The boards of directors of both companies have approved the deal, but it must still pass muster with regulators.
"Premium content always wins. It has been true on the big screen, the TV screen and now it's proving true on the mobile screen," AT&T chief Randall Stephenson said in a statement. "We'll have the world's best premium content with the networks to deliver it to every screen.
"A big customer pain point is paying for content once but not being able to access it on any device, anywhere. Our goal is to solve that. We intend to give customers unmatched choice, quality, value and experiences that will define the future of media and communications," he continued.
Time Warner Inc. is not to be confused with Time Warner Cable; the two companies split in 2009. Time Warner Inc. now comprises Home Box Office, Inc., Turner and Warner Bros.

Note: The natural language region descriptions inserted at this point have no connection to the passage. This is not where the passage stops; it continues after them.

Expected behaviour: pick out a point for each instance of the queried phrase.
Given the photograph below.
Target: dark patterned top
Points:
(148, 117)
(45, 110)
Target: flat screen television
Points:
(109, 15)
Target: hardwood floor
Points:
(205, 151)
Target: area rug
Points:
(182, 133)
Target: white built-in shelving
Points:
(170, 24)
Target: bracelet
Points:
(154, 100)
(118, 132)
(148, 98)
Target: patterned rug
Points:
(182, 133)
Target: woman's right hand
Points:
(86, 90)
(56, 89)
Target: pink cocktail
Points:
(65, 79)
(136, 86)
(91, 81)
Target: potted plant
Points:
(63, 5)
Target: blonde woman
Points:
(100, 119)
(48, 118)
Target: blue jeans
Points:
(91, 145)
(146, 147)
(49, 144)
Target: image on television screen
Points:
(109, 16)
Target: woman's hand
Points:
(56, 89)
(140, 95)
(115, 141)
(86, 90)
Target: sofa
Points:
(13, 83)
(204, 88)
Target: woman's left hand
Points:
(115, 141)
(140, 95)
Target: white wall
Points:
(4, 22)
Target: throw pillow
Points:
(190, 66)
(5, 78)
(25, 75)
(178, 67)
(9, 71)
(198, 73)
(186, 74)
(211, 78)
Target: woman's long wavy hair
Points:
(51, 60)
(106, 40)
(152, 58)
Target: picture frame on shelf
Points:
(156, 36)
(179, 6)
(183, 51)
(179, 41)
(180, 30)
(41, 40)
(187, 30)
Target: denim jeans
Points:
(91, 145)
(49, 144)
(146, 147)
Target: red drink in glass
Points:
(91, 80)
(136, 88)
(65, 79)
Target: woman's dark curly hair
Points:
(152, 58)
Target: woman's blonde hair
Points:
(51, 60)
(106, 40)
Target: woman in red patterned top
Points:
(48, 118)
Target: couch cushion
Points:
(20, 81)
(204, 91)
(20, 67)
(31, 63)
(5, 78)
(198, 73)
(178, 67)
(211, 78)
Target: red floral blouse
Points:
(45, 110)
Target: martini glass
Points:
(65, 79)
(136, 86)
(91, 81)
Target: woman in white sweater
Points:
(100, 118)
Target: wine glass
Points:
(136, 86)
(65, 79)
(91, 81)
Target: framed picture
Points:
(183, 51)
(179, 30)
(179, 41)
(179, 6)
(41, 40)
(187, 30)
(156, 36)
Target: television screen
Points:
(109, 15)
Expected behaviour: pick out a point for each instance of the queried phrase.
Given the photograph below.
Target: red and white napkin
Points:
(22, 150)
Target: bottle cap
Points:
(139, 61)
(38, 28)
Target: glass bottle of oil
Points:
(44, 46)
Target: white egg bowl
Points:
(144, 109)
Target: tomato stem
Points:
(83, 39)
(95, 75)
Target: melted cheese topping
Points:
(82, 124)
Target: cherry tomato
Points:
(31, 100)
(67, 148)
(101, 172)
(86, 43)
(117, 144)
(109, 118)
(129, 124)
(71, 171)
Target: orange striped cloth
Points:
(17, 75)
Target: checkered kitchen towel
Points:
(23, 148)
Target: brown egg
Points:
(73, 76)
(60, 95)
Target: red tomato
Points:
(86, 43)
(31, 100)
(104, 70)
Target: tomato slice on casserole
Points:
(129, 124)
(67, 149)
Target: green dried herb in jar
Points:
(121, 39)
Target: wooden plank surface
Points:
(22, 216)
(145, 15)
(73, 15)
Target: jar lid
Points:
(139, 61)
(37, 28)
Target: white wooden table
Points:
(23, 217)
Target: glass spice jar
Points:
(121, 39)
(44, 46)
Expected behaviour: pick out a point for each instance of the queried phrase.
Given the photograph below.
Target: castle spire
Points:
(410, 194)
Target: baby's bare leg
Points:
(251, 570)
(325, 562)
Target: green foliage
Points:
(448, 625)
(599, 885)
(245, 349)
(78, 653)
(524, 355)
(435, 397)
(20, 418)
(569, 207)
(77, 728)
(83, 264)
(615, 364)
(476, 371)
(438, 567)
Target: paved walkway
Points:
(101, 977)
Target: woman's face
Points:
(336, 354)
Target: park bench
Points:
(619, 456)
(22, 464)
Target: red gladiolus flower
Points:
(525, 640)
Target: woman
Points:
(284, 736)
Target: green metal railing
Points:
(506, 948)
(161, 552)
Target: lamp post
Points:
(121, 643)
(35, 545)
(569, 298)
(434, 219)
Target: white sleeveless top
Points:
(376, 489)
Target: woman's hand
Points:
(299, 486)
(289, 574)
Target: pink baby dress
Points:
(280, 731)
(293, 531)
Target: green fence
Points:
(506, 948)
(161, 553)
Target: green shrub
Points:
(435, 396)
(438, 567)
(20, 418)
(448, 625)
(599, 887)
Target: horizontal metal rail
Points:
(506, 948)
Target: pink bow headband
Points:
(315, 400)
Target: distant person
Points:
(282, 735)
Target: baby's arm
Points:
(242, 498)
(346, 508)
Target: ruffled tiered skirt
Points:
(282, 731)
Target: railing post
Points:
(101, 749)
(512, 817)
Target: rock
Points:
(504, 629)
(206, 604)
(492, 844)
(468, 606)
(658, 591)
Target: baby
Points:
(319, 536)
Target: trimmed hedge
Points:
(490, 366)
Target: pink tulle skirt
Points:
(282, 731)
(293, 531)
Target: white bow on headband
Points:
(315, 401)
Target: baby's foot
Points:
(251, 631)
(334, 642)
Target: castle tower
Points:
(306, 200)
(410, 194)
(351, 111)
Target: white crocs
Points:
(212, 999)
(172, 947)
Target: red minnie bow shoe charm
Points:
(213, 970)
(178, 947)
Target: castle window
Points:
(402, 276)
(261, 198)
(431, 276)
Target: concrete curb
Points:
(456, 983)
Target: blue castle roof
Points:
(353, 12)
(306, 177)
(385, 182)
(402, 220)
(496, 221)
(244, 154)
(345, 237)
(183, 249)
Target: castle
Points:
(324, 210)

Entertainment Inc. -- whose properties include HBO and Cinemax, CNN, TBS, TNT and more.
Time Warner and AT&T talked up the opportunities for original content. "Owning content will help AT&T innovate on new advertising options, which, combined with subscriptions, will help pay for the cost of content creation. This two-sided business model -- advertising- and subscription-based -- gives customers the largest amount of premium content at the best value," they said in a statement.
AT&T closed its acquisition of DirecTV last year. Recently, AT&T announced plans to launch a streaming video service by the end of the year. Dubbed "DirecTV Now," it will offer more than 100 channels at a "very, very aggressive price point," Stephenson said last month.
Like they did when Comcast acquired NBC Universal in 2011, regulators will likely have questions. Already, Sen. Al Franken, a Minnesota Democrat, said in a statement that the deal "raises some immediate flags about consolidation in the media market."
"I'm skeptical of huge media mergers because they can lead to higher costs, fewer choices and even worse service for consumers," Sen. Franken said. "And regulators often agree, like when Comcast unsuccessfully tried to buy Time Warner Cable, a deal that I fiercely opposed. In the coming days, I'm going to be pressing for further details about this reported deal and how it would affect the American consumer, who deserves access to the content they want and whose pocketbook continues to be squeezed by rising cable and internet costs."